Crosscare, a group that provides advice to Irish migrants, has said a growing number of returning emigrants are being refused welfare, often on spurious grounds related to the recession.
One man who returned to live with his wife and child after four years abroad was recently refused an emergency payment because a community welfare officer argued he had reduced his chances of getting a job by returning home.
“At present, Ireland has one of the highest rates of unemployment in all 25 EU states. By voluntarily remaining in this State, you are, therefore deemed to have placed yourself in a position where you will not be able to provide for your own independent financial support,” said the letter refusing his claim for a payment.
Two other Irish nationals who were refused social welfare last year were left destitute and homeless, according to Crosscare.

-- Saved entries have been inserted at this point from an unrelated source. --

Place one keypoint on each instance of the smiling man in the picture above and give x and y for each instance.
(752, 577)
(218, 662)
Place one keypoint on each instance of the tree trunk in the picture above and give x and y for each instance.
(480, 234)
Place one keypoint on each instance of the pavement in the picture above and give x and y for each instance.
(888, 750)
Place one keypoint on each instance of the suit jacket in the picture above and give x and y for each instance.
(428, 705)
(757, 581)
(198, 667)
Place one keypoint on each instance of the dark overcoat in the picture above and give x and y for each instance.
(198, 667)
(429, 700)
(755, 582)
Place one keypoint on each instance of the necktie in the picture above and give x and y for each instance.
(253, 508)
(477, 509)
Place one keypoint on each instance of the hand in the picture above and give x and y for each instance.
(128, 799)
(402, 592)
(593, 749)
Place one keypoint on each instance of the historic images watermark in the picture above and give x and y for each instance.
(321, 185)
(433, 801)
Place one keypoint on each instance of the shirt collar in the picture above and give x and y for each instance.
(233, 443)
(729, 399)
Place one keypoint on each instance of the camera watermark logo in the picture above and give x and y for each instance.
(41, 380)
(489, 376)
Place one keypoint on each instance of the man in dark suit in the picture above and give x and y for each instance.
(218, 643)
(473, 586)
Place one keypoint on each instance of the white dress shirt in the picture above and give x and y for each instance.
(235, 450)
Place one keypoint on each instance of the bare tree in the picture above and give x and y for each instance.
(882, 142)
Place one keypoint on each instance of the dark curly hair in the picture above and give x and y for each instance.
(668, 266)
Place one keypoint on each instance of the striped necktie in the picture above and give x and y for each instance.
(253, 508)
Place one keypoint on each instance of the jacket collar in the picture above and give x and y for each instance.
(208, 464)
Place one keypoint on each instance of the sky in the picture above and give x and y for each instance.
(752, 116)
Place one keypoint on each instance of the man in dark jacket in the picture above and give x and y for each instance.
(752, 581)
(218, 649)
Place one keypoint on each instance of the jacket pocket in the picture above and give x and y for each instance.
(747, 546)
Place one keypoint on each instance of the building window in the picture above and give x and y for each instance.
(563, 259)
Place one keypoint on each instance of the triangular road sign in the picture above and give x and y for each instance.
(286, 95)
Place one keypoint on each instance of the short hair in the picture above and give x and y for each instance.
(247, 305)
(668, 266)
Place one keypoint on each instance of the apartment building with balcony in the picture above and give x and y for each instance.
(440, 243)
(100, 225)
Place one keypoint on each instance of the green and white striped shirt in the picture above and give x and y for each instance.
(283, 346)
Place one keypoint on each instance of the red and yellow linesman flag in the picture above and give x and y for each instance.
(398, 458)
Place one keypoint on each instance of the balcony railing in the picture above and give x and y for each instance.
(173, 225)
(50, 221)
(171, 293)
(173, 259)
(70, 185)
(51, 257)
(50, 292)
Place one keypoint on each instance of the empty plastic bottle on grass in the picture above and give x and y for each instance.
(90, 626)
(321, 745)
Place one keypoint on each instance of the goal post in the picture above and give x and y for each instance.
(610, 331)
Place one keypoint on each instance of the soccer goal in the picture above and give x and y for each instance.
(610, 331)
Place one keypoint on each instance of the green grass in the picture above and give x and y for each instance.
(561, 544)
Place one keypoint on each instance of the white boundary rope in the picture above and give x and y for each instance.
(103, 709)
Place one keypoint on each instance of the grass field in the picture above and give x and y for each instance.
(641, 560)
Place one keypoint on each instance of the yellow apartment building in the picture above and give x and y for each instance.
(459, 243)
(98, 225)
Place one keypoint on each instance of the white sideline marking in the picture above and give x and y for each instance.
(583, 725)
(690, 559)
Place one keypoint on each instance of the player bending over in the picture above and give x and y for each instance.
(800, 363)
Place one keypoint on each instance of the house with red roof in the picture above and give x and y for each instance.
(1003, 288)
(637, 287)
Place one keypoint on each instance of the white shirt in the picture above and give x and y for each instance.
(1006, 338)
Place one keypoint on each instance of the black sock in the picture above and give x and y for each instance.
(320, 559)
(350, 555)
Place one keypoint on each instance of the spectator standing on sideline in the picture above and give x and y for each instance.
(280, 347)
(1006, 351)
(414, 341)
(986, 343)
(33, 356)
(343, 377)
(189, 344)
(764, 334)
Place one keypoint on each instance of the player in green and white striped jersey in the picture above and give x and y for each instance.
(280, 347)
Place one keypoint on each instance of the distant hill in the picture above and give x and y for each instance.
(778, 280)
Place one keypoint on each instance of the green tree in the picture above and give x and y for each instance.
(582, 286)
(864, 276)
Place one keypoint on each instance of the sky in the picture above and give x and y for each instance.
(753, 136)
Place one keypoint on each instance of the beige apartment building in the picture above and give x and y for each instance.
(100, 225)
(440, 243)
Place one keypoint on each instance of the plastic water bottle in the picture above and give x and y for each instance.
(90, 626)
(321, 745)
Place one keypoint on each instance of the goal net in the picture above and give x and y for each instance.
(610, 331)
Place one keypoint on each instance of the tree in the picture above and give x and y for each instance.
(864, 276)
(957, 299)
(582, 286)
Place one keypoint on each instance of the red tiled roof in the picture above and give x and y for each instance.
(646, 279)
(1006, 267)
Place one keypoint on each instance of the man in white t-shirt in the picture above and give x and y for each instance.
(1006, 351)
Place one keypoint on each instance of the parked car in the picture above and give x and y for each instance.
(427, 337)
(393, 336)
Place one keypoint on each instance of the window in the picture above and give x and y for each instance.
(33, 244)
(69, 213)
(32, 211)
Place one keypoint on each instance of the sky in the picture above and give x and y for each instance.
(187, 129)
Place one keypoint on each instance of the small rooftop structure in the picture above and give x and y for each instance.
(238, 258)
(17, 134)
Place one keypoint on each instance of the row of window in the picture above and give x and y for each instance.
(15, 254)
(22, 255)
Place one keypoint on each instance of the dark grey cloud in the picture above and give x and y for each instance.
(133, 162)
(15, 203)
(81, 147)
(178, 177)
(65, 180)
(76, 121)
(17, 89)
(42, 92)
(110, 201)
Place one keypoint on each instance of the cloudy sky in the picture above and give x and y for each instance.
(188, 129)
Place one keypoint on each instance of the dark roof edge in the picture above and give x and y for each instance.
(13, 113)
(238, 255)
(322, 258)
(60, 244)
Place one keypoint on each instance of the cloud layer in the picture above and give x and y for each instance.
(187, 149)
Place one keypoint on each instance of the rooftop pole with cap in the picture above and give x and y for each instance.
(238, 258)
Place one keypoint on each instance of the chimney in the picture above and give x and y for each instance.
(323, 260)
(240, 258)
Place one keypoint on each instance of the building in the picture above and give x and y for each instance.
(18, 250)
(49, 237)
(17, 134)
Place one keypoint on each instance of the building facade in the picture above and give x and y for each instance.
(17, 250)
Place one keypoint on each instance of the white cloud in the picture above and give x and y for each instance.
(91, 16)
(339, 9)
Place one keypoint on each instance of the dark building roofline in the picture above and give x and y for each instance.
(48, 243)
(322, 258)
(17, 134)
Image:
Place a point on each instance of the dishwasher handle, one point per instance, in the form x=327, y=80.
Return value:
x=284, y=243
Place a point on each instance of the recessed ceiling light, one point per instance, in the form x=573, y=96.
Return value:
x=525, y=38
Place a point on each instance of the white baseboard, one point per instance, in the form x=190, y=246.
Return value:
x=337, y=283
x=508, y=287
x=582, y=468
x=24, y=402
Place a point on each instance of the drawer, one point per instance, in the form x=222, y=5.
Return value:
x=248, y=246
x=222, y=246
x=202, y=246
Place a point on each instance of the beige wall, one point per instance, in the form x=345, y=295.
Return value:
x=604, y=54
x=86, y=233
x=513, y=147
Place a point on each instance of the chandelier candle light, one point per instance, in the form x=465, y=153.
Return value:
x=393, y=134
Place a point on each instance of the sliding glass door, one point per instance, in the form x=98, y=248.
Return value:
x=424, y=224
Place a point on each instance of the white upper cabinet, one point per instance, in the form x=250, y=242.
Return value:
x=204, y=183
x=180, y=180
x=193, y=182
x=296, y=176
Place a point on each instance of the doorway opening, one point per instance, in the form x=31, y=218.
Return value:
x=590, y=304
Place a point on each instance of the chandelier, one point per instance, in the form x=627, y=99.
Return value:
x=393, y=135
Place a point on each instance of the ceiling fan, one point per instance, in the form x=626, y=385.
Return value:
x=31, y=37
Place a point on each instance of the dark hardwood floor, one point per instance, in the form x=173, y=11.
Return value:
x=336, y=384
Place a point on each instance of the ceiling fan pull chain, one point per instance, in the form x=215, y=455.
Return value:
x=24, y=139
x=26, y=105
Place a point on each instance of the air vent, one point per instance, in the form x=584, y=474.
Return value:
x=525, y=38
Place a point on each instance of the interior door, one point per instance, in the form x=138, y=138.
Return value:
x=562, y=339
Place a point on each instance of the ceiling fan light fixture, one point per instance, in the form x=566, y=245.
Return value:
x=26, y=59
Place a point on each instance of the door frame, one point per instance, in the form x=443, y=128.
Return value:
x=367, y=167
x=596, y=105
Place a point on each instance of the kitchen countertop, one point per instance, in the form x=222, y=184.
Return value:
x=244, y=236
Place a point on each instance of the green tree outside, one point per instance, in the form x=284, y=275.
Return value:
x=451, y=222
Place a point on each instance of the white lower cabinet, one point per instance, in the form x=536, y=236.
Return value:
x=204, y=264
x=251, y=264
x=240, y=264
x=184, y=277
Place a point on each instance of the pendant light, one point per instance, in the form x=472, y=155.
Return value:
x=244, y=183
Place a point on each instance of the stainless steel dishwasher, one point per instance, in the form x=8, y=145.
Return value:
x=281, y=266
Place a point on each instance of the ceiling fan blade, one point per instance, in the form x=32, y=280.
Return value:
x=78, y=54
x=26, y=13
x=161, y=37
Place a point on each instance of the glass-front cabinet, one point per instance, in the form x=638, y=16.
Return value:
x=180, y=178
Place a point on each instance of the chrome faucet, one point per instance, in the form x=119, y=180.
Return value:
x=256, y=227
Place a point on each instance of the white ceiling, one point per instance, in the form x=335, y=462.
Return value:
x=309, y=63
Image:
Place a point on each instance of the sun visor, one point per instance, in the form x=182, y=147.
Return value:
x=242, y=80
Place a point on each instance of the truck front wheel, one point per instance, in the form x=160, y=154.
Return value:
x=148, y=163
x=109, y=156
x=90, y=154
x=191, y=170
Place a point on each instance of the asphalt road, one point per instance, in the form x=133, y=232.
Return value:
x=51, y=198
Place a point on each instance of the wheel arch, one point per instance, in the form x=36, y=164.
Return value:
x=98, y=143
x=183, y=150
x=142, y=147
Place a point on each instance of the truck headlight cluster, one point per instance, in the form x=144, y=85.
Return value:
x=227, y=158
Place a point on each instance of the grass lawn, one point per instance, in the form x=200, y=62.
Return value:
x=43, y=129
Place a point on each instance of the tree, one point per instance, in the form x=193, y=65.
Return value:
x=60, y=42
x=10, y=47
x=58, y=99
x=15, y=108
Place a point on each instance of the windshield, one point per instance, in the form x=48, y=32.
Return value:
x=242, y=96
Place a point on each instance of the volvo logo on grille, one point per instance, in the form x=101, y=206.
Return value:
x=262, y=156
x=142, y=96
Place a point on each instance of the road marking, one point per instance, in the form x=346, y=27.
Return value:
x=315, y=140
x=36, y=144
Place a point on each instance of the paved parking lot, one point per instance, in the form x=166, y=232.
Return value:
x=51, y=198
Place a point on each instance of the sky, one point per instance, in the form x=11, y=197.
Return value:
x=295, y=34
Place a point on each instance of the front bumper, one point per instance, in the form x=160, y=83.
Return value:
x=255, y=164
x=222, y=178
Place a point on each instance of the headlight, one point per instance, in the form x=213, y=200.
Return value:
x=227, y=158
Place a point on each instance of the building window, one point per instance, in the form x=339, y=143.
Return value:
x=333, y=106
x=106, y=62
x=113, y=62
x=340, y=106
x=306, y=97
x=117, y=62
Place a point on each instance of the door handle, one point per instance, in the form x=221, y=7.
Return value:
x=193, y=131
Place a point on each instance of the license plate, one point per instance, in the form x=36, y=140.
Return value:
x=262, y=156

Department of Social Protection figures show 1,723 Irish nationals were refused welfare payments because they did not satisfy “habitual residency rules” in 2008 and 2009, compared to 853 in the previous two-year period.
These figures do not include details on the number of people refused emergency payments, a statistic which is not made available by the government.
Joe O’Brien, policy officer at Crosscare, said a decision to link welfare to the state of the economy was “outrageous”.
“It is getting to the stage where we have to consider warning people that if they emigrate now and return within a few years, the State may refuse to grant them social welfare,” said Mr O’Brien.
Fine Gael spokesman on social protection Michael Ring said he is being contacted by more and more Irish people facing problems with welfare claims on their return from a few years abroad.
“I am not aware of any other country that treats its emigrants like this. I think the Government could face a test case on this shortly,” he said.
STATELESS
Meanwhile, immigration reform campaigners in the US have expressed concern about a proposed change to US law, which means the birth certificates of children of illegal Irish and other immigrants would be marked differently to the children of US citizens.
Former US democratic congressman and attorney Bruce Morrison said the proposal, made earlier this month by the group State Legislators for Legal Immigration, would take away the automatic right to citizenship afforded to those born in the US under the 14th Amendment to the US constitution.
“Right now we have a very simple system of what makes you a citizen. You were born in the United States, end of question,” Mr Morrison said. “Now the question would be who are your parents and are they legal?”
He said the idea of birthright citizenship had been “earned by the blood of people who died in the [American] civil war to end slavery and second-class citizenship for black people, so messing around with this is like reopening this huge scar of American history”.
Mr Morrison, who gave his name to a successful visa scheme in the early 1990s which saw over 40,000 receive visas for the US, said it should be pointed out to the Irish people “that they already did worse than this [to] people who are immigrants in Ireland” in the 2004 referendum which changed citizenship law in the 26 Counties.